We affirm the district court's ruling that the police did not violate the "knock and announce" requirement of 18 U.S.C. Sec. 3109 (1988) when they executed a valid search warrant at appellant's residence. The government waived any argument regarding the appellant's ability to challenge the search by failing to raise the issue below. On the merits, we find no clear error in the district court's factual finding that the police waited 15-30 seconds after knocking before they entered. We review de novo the district court's conclusion that the officers were "effectively refused entrance." Under section 3109, an officer may make a forced entry if after notice of authority and purpose he or she "is refused admittance," 18 U.S.C. Sec. 3109, a phrase which "encompasses circumstances that constitute constructive or reasonably inferred refusal." United States v. Bonner, 874 F.2d 822, 824 (D.C. Cir. 1989). We engage in a "highly contextual analysis," id., to determine whether the police waited a "reasonable period of time," i.e., enough time "to give the occupants a reasonable opportunity to respond without giving them an opportunity to abscond or destroy evidence" before they entered the house. United States v. Wood, 879 F.2d 927, 932 (D.C. Cir. 1989). We find that the forcible entry after a 15-30 second wait was reasonable, despite the early hour of the search, given the officer's observance of lights on in the house and a face looking out an upper window, in addition to the fact that the object of the search was narcotics. See United States v. Davis, 617 F.2d 677, 695 (D.C. Cir. 1979), cert. denied, 445 U.S. 967 (1980).

3

The district court did not commit plain error when it allowed the jury access to non-evidentiary transcripts of wiretap tapes during their deliberations. See United States v. Olano, 113 S.Ct. 1770 (1993). We agree with defense counsel that the district court erred by contacting the jurors, post-trial, without notifying counsels or allowing them to be present.

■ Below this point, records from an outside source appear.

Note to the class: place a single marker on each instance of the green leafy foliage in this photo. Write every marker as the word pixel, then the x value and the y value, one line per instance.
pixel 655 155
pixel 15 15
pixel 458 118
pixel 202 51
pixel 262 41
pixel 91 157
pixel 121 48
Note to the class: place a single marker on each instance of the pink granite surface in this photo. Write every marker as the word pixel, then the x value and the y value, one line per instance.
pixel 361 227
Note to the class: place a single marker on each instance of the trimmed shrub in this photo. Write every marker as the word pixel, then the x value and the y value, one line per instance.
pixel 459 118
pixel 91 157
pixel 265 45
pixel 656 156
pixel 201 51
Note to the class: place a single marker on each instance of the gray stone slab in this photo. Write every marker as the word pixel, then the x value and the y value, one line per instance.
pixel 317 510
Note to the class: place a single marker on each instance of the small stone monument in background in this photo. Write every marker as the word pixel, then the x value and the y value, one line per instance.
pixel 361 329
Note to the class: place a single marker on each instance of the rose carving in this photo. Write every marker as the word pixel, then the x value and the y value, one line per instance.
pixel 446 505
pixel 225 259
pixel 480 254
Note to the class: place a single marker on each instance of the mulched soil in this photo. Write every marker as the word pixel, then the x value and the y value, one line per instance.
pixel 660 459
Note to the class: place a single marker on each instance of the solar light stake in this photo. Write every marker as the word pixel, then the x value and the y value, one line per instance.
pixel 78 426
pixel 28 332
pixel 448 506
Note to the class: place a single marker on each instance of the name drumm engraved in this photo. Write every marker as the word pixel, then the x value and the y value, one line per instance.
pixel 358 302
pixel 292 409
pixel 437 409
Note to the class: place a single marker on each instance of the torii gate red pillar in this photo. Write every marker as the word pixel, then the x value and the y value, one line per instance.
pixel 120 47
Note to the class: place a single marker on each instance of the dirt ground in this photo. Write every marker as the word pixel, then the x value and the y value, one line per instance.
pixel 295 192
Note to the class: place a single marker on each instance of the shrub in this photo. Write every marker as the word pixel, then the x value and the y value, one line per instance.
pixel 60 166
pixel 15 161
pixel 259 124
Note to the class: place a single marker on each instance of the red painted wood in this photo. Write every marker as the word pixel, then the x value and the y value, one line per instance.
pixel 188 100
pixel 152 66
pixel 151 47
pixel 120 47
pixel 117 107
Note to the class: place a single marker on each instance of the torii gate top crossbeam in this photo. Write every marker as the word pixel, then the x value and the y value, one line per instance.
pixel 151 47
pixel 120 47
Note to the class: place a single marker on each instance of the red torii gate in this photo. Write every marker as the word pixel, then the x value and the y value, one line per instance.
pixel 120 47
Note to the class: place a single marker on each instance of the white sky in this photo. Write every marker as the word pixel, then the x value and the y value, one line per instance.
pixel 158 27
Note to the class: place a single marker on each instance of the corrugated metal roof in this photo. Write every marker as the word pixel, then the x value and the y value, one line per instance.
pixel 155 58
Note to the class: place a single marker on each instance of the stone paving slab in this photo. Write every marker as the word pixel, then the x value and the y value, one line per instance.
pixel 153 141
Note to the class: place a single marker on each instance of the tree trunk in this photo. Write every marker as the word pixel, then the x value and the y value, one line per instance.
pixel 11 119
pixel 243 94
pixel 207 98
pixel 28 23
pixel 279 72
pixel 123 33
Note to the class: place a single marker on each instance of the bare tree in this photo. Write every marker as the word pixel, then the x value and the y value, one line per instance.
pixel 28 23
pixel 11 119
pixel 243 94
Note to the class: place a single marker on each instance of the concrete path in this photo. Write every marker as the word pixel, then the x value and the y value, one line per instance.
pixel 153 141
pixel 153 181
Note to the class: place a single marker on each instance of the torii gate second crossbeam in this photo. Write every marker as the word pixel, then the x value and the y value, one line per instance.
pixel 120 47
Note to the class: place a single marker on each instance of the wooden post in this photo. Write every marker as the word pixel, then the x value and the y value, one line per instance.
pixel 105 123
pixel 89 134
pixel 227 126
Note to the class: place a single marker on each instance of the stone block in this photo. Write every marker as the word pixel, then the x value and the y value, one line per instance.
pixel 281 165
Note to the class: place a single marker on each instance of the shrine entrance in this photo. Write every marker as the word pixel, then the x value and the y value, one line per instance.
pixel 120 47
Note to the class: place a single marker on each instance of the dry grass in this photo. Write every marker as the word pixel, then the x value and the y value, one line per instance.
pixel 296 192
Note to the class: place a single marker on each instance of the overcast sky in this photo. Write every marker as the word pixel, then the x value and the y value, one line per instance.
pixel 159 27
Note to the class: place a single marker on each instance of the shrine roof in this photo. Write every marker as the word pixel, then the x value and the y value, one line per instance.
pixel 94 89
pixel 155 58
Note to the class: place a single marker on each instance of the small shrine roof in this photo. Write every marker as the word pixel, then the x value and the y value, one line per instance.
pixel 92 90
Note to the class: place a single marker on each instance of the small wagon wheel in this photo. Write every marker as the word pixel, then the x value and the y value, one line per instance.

See United States v. Boylan, 898 F.2d 230, 258 (1st Cir.), cert. denied, 498 U.S. 849 (1990) (while a full evidentiary hearing is not required, the judge must "fashion a responsible procedure for ascertaining whether misconduct actually occurred and if so, whether it was prejudicial."); United States v. Campbell, 684 F.2d 141, 150-51 (D.C. Cir. 1982). Giving the defendant "the benefit of the doubt" that the transcripts were present during jury deliberations, we find that, while it is error to allow the jury to consider documents not in evidence, see United States v. Treadwell, 760 F.2d 327, 339 (D.C. Cir. 1985), cert. denied, 474 U.S. 1064 (1986), the error was not prejudicial in this case. We presume that the jury followed its instructions, Olano, 113 S.Ct. at 1781, to rely only on the tapes, not the transcripts. Indeed, the jury foreperson affirmatively stated that the jury understood this instruction. Moreover, ample alternative evidence of any incriminating information contained in the transcripts had been provided during the trial. There is no indication that the presence of the transcripts in the jury room affected the "substantial rights" of the defendant.

For the foregoing reasons, it is

4

ORDERED and ADJUDGED by the Court that appellant's convictions are affirmed.

5

The Clerk is directed to withhold issuance of the mandate herein until seven days after disposition of any timely petition for rehearing. See D.C. Cir. R. 41.